ALLAH’IN KURAN’DA VERDİĞİ HAKLAR-2
“Kıyamet gününde, Biz bundan habersizdik demeyesiniz diye” ayetinde ki, bu emri, Allah, insan ruhunu tevhit inancına doğru programlamış olduğunu daha bu dünyada insana hatırlatarak ve insanoğlunun, tevhit inancından haberi olmadığını Kıyamet günü söyleme ihtimalini bilerek, Allah, insanı kendi öz benliğine şahit tutarak, kendisini Allah’ın varlığına ve birliğine tanıklık ettirerek, böyle bir mazeretin geçersiz olacağını, Biz bundan habersizdik diyemeyeceklerini, Kitap, Peygamber ve akıl vererek, bedene Ruh vererek donatıp uyarıyı yapmıştır. 13/ Rad 20. “Onlar Allah’ın ahdini yerine getirenler ve verdikleri sözü bozmayanlardır.” 7/ Araf 162. Fakat onlardan zalim olanlar, sözü kendilerine söylenenden başkasıyla değiştirdiler. Biz de zulüm etmelerinden ötürü üzerlerine gökten bir azap gönderdik.” Allah’ın emrini başka bir emirle, O’nun sözünü başka bir sözle değiştirmek Allah’a ihanettir. Sözü değiştirmek Allah’ın hukukunu, hakkını değiştirmektir.

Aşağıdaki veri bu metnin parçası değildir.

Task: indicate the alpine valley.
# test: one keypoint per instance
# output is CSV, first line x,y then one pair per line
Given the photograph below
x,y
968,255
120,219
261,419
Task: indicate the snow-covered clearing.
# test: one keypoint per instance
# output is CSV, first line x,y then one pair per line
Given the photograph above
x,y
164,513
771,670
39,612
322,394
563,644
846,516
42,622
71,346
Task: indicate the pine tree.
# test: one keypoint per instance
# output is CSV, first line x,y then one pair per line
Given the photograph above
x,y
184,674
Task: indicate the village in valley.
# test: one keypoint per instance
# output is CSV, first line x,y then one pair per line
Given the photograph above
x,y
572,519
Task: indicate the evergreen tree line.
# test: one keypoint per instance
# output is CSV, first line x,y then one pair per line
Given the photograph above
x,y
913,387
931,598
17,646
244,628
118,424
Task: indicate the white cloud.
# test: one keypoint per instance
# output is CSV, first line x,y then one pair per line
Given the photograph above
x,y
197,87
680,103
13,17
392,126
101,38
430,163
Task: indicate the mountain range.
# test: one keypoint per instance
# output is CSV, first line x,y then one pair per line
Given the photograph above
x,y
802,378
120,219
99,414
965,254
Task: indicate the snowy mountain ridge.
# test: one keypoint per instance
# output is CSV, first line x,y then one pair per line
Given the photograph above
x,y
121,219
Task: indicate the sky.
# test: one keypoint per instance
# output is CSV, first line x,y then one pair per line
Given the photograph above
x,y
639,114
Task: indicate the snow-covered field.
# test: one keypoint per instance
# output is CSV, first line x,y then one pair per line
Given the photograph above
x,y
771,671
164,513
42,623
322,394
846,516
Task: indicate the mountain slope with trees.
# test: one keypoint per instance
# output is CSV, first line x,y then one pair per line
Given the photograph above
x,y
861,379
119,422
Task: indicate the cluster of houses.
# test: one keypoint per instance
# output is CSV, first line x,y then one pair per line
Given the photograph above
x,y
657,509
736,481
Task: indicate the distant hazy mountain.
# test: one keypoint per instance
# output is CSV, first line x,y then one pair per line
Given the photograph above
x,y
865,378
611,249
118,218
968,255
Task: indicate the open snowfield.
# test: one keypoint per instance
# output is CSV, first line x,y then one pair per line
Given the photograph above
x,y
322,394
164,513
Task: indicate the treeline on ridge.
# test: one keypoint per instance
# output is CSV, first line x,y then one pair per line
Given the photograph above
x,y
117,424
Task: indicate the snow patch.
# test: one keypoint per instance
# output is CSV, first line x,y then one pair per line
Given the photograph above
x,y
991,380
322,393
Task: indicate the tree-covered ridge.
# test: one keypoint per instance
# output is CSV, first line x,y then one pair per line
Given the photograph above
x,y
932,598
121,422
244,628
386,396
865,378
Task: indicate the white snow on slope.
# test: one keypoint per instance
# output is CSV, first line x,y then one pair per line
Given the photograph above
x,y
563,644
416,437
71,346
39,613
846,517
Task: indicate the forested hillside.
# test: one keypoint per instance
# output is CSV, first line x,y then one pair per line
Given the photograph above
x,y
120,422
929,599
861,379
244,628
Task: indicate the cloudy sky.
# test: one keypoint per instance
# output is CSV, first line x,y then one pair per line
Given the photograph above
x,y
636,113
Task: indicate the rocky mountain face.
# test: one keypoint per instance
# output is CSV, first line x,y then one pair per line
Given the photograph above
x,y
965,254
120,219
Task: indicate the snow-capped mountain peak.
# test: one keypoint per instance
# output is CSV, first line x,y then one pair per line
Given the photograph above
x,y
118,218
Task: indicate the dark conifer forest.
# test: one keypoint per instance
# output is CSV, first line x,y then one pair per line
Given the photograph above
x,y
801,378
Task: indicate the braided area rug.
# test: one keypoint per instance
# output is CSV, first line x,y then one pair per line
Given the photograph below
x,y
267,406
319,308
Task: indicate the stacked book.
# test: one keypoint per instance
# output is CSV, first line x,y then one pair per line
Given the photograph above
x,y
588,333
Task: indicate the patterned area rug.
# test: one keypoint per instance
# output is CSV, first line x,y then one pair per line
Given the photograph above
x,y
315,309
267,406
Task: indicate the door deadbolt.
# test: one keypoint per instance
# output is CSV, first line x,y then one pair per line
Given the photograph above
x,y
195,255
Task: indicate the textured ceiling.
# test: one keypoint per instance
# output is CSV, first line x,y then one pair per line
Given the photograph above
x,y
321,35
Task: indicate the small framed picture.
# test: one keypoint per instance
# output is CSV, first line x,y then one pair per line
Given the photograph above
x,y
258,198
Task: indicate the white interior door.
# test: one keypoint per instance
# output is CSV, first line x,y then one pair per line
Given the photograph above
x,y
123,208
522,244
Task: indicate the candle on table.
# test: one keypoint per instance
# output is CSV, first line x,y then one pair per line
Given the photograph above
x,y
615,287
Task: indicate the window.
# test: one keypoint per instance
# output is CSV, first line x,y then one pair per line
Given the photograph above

Allah’ın emrine göre tek Allah’a, şirksiz, aracısız inanılması gerekirken, Allah’ın bu hakkını değiştirip, yerine Emevi, Abbasi ve diğer milletlerin görüşünü koymak, Allah’ın emrini başka bir sözle değiştirmektir. Allah, Kuran da, geçmiş milletlerin yaptığı bu şirk düşüncesini bize haber vererek böyle bir hataya düşmemizi önlemek için ve bundan haberimiz yoktu diyemeyeceğiz. Allah’ın İlahi sözünü başka bir söz ve düşünceyle değiştirmek zulmün en büyüğüdür. Bu zulüm gökten bir bela, bir afet gelmesine neden olmaktadır. Mesela dengesiz yağışlar veya sıcaklık, soğukluk gibi, ağaçların soğuk alıp meyve verememesi gibi. Mevsimlerin değişmesinde insanların rolü çok büyüktür, yanlış, kimyasal, sanayi atıklarının atılması, çeşitli gazların doğaya salınması, ağaçları, hayvanların dengesiz kesilip yakılması, doğal dengeyi bozmak, insanın elinde olan ve bilinçsiz işlerden kaynaklanan kanun ve hukuk tanımamaktır.